No começo o lance do rosa era até um charme. Ela adorava o ver bonito e chamando a atenção da mulherada. Mas com o tempo e o assédio feminino a brincadeira perdeu a graça e a camisa rosa virou paranóia.

Toda vez que ele saia com a maldita camisa ela começava a imaginar coisas. As colegas de trabalho elogiando. Desconhecidas lançando olhares furtivos. Solteiras flertando e piscando maliciosamente.

Isso era loucura. Ela sabia. Não podia evitar.

Secretamente se imaginava manchando a camisa, cortando-a com a tesoura, queimando com o ferro de passar. Mas não podia fazer isso. Fez melhor: escondeu a camisa e só a liberaria quando ele usasse com ela.

Nos primeiros tempos ele não se importou e até achou divertido o ciúme dela, mas agora isso não fazia mais sentido e ele queria a camisa de volta. E a teve. A contragosto.

Mas a devolução da camisa tirou a paz dela. Passou a ter sonhos com camisas. Acordava sobressaltada, suando frio. Estava ficando obsessiva. A camisa a estava vencendo.

Ela só podia estar louca mesmo. A camisa nem era um ser vivo!

A história foi tão longe que ele pediu o divórcio.

Explicou, com todo o jeito, que não tinha nada contra ela, inclusive a amava, mas do jeito que estava não dava mais.
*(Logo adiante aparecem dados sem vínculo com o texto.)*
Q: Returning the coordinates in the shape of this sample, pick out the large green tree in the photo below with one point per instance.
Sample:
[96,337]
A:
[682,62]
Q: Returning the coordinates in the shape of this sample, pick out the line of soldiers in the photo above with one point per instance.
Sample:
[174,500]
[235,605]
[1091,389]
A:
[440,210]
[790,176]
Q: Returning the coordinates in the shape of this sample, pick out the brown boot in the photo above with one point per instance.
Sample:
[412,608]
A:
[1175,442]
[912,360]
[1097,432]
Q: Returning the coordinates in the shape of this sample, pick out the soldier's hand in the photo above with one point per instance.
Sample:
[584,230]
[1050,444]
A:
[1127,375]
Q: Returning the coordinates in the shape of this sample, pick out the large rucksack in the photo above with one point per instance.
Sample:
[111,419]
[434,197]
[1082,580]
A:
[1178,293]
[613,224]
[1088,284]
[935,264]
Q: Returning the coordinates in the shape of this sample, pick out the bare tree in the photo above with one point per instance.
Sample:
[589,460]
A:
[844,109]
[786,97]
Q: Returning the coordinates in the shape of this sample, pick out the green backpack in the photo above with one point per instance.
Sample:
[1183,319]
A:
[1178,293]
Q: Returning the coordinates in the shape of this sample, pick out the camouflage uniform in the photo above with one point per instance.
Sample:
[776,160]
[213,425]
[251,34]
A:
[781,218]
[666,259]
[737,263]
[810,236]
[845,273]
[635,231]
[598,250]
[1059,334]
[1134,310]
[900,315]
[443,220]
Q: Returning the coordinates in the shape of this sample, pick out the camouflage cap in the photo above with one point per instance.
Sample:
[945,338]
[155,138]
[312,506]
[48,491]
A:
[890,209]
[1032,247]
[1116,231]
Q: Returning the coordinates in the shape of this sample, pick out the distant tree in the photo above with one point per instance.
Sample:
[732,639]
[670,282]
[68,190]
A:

Foi aí que ela se revoltou. Que ele pelo menos tivesse a decência de inventar um motivo melhor. Que a traísse com outra mulher. Que a chamasse de burra. Que a acusasse de egoísta. Se fosse preciso, que criasse um motivo. Era até ofensivo pedir o divórcio falando a verdade.

Quem ele pensa que é? Um samaritano, um franciscano, um tibetano?

Era um idiota, isso sim.

Como ela casou com um sujeito assim? Com tantos mentirosos no mundo ela foi se envolver justamente com um sincero?

Ela não queria verdade nenhuma. Ele que usasse a verdade dele com ele mesmo, com os amigos, com o analista.

Como toda mulher moderna ela tomou a única decisão cabível numa situação dessas.

Se ainda havia amor, o divórcio não era uma hipótese.

Estava decidido: tentariam recomeçar.

Ela abriria mão das reclamações, de suas melhores qualidades, suportaria toalha molhada e todas as condições que ele impusesse; mas de duas coisas não abriria mão: a camisa rosa ficaria sob sua jurisdição e as verdades seria inventadas, para não ferir ninguém.